After being forgotten in a desk drawer for almost 35 years, a sealed copy of the Nintendo video game Super Mario Bros. sold at auction on Friday for a whopping US$660,000.

It's the most ever paid for a video game, according to a news release from Heritage Auctions, which ran the sale.

The Dallas-based auction company said the NES cartridge was purchased as a Christmas gift in 1986, and was untouched until the seller found it earlier this year.

"It stayed in the bottom of my office desk this whole time since the day I bought it," said the unidentified seller in the release. "I never thought anything about it."

The unopened game was professionally graded by WataGames and had a score of 9.6/A+, according to the news release, which called it "the finest copy known to have been professionally graded for auction."

It is also one of the earliest copies of the game to be shrink wrapped instead of having a sticker seal, according to the auction company.

This particular version of the game first went on sale in 1986, but Nintendo changed the packaging in early 1987, so only a relatively small number were sold.

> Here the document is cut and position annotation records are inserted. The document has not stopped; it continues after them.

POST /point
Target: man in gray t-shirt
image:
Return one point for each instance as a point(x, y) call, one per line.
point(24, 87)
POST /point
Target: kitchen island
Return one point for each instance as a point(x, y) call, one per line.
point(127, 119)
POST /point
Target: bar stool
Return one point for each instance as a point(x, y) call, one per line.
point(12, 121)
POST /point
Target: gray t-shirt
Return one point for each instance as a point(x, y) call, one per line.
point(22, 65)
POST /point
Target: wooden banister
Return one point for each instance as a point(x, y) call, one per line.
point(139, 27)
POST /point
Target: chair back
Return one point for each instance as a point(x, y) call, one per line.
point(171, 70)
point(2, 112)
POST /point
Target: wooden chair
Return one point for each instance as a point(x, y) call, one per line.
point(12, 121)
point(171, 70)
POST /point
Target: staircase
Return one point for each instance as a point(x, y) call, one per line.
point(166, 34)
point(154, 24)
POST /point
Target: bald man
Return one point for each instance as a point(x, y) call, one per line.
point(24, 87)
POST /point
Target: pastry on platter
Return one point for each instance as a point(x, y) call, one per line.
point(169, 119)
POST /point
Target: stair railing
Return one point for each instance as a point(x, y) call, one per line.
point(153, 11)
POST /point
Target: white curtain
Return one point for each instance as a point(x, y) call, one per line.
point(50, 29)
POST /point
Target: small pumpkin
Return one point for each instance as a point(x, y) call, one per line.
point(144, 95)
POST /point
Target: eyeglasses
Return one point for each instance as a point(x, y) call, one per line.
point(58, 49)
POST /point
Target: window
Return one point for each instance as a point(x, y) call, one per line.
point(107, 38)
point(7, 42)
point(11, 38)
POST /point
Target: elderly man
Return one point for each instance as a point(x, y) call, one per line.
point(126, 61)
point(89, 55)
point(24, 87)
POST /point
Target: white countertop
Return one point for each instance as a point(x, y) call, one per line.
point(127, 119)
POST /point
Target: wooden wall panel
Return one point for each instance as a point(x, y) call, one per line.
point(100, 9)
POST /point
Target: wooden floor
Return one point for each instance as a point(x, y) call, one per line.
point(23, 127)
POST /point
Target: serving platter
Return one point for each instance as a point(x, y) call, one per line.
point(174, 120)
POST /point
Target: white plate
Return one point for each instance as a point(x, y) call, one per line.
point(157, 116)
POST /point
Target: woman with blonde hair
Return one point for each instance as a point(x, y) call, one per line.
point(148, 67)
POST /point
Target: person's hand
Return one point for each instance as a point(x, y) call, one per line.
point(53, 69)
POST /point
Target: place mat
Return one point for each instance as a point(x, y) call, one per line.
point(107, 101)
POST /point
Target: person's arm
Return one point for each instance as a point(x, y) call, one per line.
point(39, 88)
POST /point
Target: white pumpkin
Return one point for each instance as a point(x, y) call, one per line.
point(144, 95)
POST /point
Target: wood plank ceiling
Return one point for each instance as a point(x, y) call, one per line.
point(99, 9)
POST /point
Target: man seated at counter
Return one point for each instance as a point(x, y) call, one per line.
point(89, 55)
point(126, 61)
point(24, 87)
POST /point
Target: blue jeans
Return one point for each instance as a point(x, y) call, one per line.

"Since the production window for this copy and others like it was so short, finding another copy from this same production run in similar condition would be akin to looking for single drop of water in an ocean," said Valarie McLeckie, video games director for Heritage Auctions. "Never say never, but there's a good chance it can't be done."

It wasn't the only video game that brought in big money at the auction. A 1987 Mega Man cartridge sold for $144,000 and a buyer paid $102,000 for a copy of Mike Tyson's Punch-Out!! made the same year.

The $660,000 price includes the buyer's premium and shatters the previous record for a copy of Super Mario Bros. game.

A 1985 copy of the game sold for $114,000 last July, which at the time, was the most ever paid for a video game, according to Heritage, which also handled that sale.

A sealed variant of Super Mario Bros. 3 broke that record in November, selling for $156,000, the company said.